= Buckingham High School =

Buckingham High School (known as BHSH, Buckingham High, or just the High School) was an English Protestant public school located on George Street (rue Georges) in the town of Buckingham, Quebec (now the Buckingham section of Gatineau Quebec).

BHS was built in 1947 on nine acres of land donated by the Albert MacLaren Estate. The school would officially open on November 7, 1947 and enrolled 230 students its first year. BHS was administered by the Papineau Protestant Central School Board. The school would graduate more than 300 students over its 21-year history.

When BHS opened, it was considered to be as modern as any school in Quebec. It boasted spacious classrooms, administrative offices, a nurse's room, an auditorium, a library, a music room, a laboratory for chemistry and physics classes, an industrial arts workshop, a home economics room, and separate girls' and boys' play rooms. The school auditorium was unusually well appointed. It included a balcony and a professionally equipped stage, complete with drop curtains, overhead lighting, and sunken footlights. The school's colors were blue and white and the school team was named "The Larks".

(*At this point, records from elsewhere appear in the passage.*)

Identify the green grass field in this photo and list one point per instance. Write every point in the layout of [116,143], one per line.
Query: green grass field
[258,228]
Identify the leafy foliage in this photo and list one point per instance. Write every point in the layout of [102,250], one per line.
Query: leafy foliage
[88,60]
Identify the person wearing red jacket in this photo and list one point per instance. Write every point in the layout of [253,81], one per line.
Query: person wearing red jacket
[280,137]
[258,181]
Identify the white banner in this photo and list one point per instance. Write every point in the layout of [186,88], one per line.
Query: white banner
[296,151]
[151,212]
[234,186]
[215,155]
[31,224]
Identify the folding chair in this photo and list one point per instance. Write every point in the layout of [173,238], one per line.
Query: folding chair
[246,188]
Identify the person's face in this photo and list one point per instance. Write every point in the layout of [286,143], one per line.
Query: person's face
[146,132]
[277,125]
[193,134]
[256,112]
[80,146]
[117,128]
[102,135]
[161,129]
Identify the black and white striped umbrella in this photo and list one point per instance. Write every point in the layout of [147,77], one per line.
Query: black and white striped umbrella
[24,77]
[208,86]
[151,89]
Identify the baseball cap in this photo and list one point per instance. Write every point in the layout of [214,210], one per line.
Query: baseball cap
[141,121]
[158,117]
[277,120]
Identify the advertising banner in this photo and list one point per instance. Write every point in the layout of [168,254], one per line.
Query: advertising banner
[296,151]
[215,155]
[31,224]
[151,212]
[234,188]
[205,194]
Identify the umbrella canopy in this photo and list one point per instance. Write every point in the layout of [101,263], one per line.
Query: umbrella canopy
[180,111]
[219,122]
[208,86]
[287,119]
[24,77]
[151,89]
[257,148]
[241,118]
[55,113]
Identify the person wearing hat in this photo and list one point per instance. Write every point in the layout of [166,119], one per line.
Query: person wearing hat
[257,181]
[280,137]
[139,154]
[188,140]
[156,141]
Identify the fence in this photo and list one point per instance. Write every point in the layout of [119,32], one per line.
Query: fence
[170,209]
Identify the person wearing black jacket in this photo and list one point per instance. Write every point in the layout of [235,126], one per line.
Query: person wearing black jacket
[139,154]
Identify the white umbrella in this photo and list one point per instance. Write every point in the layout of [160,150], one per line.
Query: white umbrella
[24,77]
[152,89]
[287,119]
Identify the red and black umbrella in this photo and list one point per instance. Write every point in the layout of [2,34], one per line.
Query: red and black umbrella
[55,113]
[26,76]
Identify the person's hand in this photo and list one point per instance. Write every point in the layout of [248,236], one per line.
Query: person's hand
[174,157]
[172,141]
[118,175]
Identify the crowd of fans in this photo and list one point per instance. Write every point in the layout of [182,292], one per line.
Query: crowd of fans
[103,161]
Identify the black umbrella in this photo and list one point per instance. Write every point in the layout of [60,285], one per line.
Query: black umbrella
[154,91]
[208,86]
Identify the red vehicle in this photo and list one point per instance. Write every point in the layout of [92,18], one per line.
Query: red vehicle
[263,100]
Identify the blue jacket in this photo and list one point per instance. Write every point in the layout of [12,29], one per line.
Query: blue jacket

To accommodate growth in the student population, BHS underwent two expansions. In 1962, three classrooms and lunchroom were added. In 1964, three more classrooms were added.

Buckingham High School offered Grades 1 to Grade 11 (junior matriculation) and drew its students from a wide area. Originally, students came from Buckingham and Masson (Masson-Angers, Quebec) as well as from farms and rural homes east and west of the Lièvre (Du Lièvre River) River (The Inlet, Long Lake, Mayo, (Mayo, Quebec), Silver Creek, Glen Almond, Donaldson Lake, etc.).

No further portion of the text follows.